Nissan Motor’s engineers rely on large-scale computer-aided engineering (CAE) and high performance computing (HPC) during the car design and development stages. But in keeping with its goal of achieving carbon neutrality and zero-emission vehicles by 2050, the company decided that it needed a more energy-efficient way to generate that massive computing power.
Historically, Nissan, which celebrated its 90th anniversary on December 26, maintained its own on-premises data centers to power its CAE and HPC activities. But the energy consumed by that infrastructure became a potential barrier to its commitment to reducing CO2 emissions.

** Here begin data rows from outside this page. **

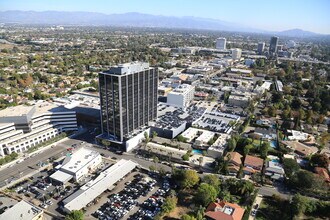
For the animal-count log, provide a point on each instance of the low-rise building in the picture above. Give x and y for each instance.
(273, 168)
(300, 149)
(218, 147)
(171, 152)
(224, 210)
(23, 211)
(252, 164)
(106, 179)
(78, 165)
(22, 127)
(234, 162)
(181, 96)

“Energy consumption in our data centers was a major concern for us,” says Dai Matsubara, a senior manager in the company’s engineering and design systems department. “Plus, large fluctuations in demand for computing resources, typically occurring during the transition of product development projects, meant that these expensive computing resources sometimes operated at low capacity.”
Consequently, Nissan’s leadership evaluated ways to migrate development and testing activities to more flexible and scalable cloud computing environments that would enable technical staff to respond quickly to changing demands while also reducing energy consumption.
Initially, Nissan’s technical team tested design and development activities in a hyperscale cloud computing platform offered by a provider using a virtual machine (VM) strategy. However, the virtualization layer created performance problems for the large-scale simulations, which sometimes exceed 1,000 parallels simultaneously.
Consequently, Nissan’s technical staff turned to Oracle for a proof of concept (POC) of bare metal instances on Oracle Cloud Infrastructure (OCI). Unlike with virtualized instances, OCI Compute bare metal instances gave Nissan all the compute power of a fully dedicated server with no virtualization overhead, delivered on demand for various customized applications.
“We chose HPC on OCI with bare metal high performance instances, as part of our cloud-first/multicloud strategy, to meet our global challenges of daily increasing simulation demand while meeting constant cost reduction demands. As expected, Oracle Cloud HPC brought Nissan a great return on investment.”
OCI is one of the first public clouds to offer bare metal HPC in a remote direct memory access (RDMA) cluster network. The POC validated that OCI could surpass Nissan’s performance expectations, with pricing comparable to the VM services it previously tested with the other cloud provider.
Nissan’s technical staff worked with Oracle throughout the migration, from defining requirements and customizing functions to full project implementation. “The migration process was extremely smooth,” Matsubara says. “Our internal teams quickly established a great working chemistry with Oracle’s support staff. The project took only about two months, and we didn’t experience any major problems.”
Nissan has migrated more than 40 customized CAE applications used by its engineers globally to OCI Compute bare metal instances.
Workloads at peak times can require tens of thousands of cores, which deliver superior performance and flexibility at a lower cost than its on-premises data centers. NVIDIA A10 GPUs, employed by the virtual desktop infrastructure for each CAE application, deliver 100 Gb/sec bandwidth which results in minimal latency.
OCI's autoscaling adjusts the number of Nissan’s compute instances to help deliver consistent performance for end users during periods of high demand, while also reducing costs during periods of low demand. Technical staff can automatically start up the necessary nodes and shut them down as soon as they’re no longer needed.
The significant performance improvement of highly parallel computing, powered by OCI, not only speeds up various simulations and improves the productivity of engineers but it also contributes to reducing application license costs. Some of the CAE applications Nissan uses are billed at an hourly rate, and those license fees vary depending on the number of allocated CPU cores. With OCI Compute bare metal, the number of simulation runs has increased but the license costs have remained the same. Overall, the OCI solution is about 30% less expensive than Nissan’s previous on-premises environment.
“We are already exploring ways to use AI and ML to shape the future of sustainable mobility and innovative designs,” Matsubara says. “We will rely heavily on Oracle and OCI to help us arrive at our desired destination.”